MASERU – The Ministries of Local Government, Chieftainship, Home Affairs, and Police, together with the Ministry of Health, have pledged their support in the fight against HIV/AIDS by ensuring that they allow communities to lead in line with this year’s theme: Let communities lead.
HIV coordinator and focal person from the Ministry of Local Government and Chieftainship, Malefetsane Nkhabu, says at the decentralised level, they have Principal Chiefs, District Administrators (DAs), Council Secretaries, and Community Council Secretaries, who can all play an important role in the management of the HIV/AIDS response.
Speaking at the community systems strengthening dialogue on Tuesday this week, Nkhabu said these groups are actually at the forefront of the HIV response.
To that end, the ministry is considering working with them in the fight against the pandemic.

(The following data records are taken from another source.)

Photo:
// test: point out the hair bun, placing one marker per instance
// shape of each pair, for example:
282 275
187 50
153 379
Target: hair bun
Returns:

Nkhabu noted that the DAs are already leading the response to HIV/AIDS issues, with district AIDS committees, and that Mokhotlong district’s committee is much more active than other districts.
With this kind of leadership, he said they commit to ensuring that district AIDS committees are brought back to functioning with normal, formal, and official co-ordination and support, especially in resource mobilisation, to make sure that they are empowered.
He said they also want to maximise the utilisation of the chieftainship.
“Their engagement during COVID-19 vaccinations was impactful and would go a long way with the HIV/AIDS response,” he said, adding that they will strategise on how they engage principal chiefs to lead in the response.
“We commit to bringing together the high level of structures of the ministries, where we will look into how we engage the home affairs ministry, ensuring social contracting of service providers, looking at social issues and other factors related to the response that will enable effective and meaningful engagement of the communities.
“We also commit to strategising on how we get them into National AIDS Commission coordination and strengthen existing work within the policy,” Nkhabu explained.
In their plan, they intend to motivate issues of HIV/AIDS, advocate for the provision of local funds, and ensure that issues of capacity building and refresher orientations are brought back while focusing on those who are at the forefront of the response.
The Principal Secretary in the Ministry of Health, ’Mamoliehi Ntene, said her ministry’s priority is to strengthen primary health care.
She said from the integrated health services which they run throughout the country, they have noticed that data shows high numbers of new infections among young people. On top of that, Ntene said they have identified other diseases that complicate and lead to the high numbers of HIV, which are TB and cancer.
As a result, she said they have advised engaging the chiefs because they are aware that they cannot fight HIV/AIDS without their input. She further pledged to work collaboratively with the ministry’s partners to reduce HIV/AIDS numbers.
“Without our local chiefs and village health workers, we cannot fight HIV/AIDS and we cannot reach the communities down there without their involvement; therefore, we aim to reach our target by 2030,” Ntene said. She believes that communities’ leadership roles need to be appreciated in all HIV plans and programmes, including in their formulation, budgeting, implementation, and evaluation.